What happens to your file

The audio is deleted from the server the moment the transcript is ready. There’s no cloud storage, no use for model training, and no retention period. If you dropped a video file, only the extracted audio ever reached the server — the video stayed on your device — and you can delete the transcript itself from your dashboard in one click whenever you want.

Exporting your transcript

After transcription, pick the format that fits what you’re doing with the text:

Format What’s included Best for
TXT Speaker labels, plain text Notes, search, feeding into another tool
SRT Per-utterance timestamps, speaker labels Video captions, navigating a long recording by time
DOCX Formatted for Word or Google Docs Editing, sharing, annotation
JSON { speaker, start, end, text } per item Pipelines and custom tooling

Every export carries the speaker labels, with no watermark on any of them, and all four are included with every plan — including the 30 free minutes. Timestamps in the SRT sit at the utterance level (one entry per speaker turn), which is the right granularity for captioning and quoting; if you need word-level structure to process in code, JSON gives you the start and end time in milliseconds for each turn.

Languages

Hushscript transcribes around 99 languages, detected automatically — you don’t set the language by hand. Accuracy is strongest in 18, including four English variants (Global, British, Australian, US), Spanish, French, German, Japanese, Mandarin, Hindi, and Arabic. The full list is on the languages page.
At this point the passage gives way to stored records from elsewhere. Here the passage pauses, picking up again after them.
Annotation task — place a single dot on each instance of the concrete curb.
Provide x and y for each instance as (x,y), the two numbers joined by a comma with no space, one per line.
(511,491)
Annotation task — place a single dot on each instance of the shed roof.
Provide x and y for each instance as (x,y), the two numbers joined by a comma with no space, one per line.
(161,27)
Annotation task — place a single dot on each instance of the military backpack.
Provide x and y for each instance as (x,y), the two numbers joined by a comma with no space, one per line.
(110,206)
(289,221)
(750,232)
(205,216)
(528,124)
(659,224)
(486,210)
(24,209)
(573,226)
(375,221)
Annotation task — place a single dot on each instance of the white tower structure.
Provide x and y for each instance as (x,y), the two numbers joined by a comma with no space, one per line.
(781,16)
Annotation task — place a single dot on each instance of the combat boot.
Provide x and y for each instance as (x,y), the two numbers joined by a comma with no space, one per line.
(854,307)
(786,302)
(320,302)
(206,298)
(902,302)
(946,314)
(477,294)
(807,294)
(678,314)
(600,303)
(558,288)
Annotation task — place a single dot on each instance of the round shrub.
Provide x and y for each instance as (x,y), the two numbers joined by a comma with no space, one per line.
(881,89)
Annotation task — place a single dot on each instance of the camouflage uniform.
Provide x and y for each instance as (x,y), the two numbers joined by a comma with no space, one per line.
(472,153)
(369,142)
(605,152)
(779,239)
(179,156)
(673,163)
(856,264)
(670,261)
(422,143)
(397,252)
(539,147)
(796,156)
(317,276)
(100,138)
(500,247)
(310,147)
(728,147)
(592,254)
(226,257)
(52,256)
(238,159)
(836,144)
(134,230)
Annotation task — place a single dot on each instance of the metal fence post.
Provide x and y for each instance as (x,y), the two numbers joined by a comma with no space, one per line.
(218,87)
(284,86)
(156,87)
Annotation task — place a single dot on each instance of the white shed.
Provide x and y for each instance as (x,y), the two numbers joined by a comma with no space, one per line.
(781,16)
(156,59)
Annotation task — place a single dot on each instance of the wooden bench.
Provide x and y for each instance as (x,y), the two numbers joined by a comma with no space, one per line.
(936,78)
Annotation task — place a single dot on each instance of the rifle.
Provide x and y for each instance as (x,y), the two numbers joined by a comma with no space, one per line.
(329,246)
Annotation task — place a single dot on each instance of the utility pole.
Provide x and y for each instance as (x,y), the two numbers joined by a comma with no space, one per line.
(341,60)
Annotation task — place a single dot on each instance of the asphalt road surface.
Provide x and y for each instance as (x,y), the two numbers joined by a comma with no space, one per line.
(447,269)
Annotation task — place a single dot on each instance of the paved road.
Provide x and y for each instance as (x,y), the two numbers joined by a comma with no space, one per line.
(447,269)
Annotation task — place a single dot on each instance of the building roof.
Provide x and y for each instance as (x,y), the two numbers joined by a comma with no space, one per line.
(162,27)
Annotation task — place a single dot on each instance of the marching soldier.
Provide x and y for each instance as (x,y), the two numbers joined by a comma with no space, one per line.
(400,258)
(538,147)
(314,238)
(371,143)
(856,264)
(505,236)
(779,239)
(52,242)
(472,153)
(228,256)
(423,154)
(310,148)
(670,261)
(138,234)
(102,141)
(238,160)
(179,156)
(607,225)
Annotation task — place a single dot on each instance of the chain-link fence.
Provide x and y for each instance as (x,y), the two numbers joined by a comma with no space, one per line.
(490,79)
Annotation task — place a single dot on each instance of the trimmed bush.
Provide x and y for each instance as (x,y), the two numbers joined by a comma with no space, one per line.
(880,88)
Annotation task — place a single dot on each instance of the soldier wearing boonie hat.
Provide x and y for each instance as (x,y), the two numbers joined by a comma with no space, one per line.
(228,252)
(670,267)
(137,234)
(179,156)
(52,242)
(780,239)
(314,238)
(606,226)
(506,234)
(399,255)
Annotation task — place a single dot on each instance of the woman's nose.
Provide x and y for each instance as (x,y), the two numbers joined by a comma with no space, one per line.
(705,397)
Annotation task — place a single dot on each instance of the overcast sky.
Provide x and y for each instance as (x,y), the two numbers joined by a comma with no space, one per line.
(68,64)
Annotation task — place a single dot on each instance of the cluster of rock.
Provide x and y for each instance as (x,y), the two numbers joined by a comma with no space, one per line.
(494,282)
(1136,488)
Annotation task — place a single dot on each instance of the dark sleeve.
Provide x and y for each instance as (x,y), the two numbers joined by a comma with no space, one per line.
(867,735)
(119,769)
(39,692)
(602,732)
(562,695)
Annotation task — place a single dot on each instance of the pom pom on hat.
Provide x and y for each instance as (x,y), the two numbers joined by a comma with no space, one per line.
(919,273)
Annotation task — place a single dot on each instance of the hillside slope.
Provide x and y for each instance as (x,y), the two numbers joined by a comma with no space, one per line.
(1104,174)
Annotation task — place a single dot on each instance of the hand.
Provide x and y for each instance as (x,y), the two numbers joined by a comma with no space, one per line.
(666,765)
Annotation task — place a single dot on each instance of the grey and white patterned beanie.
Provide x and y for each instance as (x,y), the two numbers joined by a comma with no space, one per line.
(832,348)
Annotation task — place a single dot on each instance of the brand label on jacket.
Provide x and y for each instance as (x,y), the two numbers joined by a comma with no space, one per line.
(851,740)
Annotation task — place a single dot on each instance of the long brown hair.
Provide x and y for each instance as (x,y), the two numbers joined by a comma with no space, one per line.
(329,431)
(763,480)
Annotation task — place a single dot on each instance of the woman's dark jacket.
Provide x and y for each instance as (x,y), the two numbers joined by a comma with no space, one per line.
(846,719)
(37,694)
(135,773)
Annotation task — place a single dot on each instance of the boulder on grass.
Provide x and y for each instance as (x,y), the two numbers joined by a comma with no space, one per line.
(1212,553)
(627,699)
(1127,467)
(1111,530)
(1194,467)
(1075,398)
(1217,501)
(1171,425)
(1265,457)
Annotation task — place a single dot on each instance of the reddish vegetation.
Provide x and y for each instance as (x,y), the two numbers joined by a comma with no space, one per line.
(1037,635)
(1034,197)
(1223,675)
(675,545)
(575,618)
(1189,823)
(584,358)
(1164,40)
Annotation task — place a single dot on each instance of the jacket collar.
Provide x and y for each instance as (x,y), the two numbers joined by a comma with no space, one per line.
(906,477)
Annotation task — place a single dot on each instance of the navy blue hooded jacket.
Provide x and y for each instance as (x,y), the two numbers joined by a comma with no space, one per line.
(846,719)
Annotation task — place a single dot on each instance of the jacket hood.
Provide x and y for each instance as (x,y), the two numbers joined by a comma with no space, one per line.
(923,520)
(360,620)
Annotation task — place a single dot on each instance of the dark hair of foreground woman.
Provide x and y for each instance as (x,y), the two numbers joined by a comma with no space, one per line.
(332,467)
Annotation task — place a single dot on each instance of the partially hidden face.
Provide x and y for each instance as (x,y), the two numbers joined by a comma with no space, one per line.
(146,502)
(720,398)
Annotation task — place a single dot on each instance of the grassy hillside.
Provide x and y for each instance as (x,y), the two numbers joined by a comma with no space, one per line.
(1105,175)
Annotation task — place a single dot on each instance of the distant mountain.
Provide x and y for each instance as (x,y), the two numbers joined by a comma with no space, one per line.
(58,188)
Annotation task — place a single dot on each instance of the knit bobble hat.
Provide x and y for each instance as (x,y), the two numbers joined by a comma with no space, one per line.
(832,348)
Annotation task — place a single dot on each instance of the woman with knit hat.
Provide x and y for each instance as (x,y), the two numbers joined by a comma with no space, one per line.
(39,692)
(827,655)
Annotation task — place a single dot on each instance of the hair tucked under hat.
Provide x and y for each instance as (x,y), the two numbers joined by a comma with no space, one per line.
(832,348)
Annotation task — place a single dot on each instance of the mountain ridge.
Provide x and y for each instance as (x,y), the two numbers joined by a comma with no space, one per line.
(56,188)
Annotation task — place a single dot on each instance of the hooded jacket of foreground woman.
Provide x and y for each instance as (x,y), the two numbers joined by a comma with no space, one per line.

That’s the whole job — drop, transcribe, export — and it reads the same whatever format you started with. For format-specific notes, the sibling guides cover the most common cases: MP3, WAV, and M4A / Apple Voice Memo. The audio-to-text page has the full feature overview, and every format lands there the same way — just drop your file.

Frequently asked questions

Which audio formats does Hushscript accept?

MP3, M4A, WAV, FLAC, AAC, OGG, CAF, AIFF, and the other common audio formats. Video files (MP4, MOV, WebM, MKV) work too — the audio is extracted in the browser before upload, so the video stays on your device. If a file you have isn't supported, email support@hushscript.com and we'll add it.

Is there a format that gives the best accuracy?

Lossless formats (WAV, FLAC, AIFF) hand the engine the cleanest signal, but a 128 kbps or higher MP3 of the same recording transcribes about the same. The recording itself — mic distance, noise, how clearly people speak — matters far more than the container format.

What if I have a format that isn't in the list?

Try uploading it first. The browser can read most standard containers, even old or unusual ones. If it won't load, convert it to MP3 or WAV with the free in-browser converter at /tools, then upload that. As a fallback, email support@hushscript.com and we'll add the format.

Do I need a credit card to start?

No. A card is just the fastest way to the 30 free minutes — a $1 hold validates it, then releases right away and is never charged. If you'd rather use another payment method available in your country, the 30 minutes arrive with your first purchase instead.

Are speaker labels included for every format?

Yes. Speaker separation runs on every transcript, whatever the format or file size, at no extra cost. Labels come back as Speaker A, Speaker B, and so on, and you can rename them.

How are minutes counted across formats?

Against the audio duration, not the file size. A 45-minute FLAC and a 45-minute MP3 of the same recording cost the same number of minutes, even though the FLAC is a much larger file.

Can it transcribe a file that isn't in English?

Yes. The language is detected automatically across around 99 languages — you don't set it manually. A clean single-language recording transcribes best; heavy switching between languages mid-sentence is harder for any engine.

What happens to my file after it's transcribed?

It's deleted from the server the moment the transcript is ready — no storage, no model training. If your file is a video, only the extracted audio ever reaches the server, and you can delete the transcript itself from your dashboard in one click.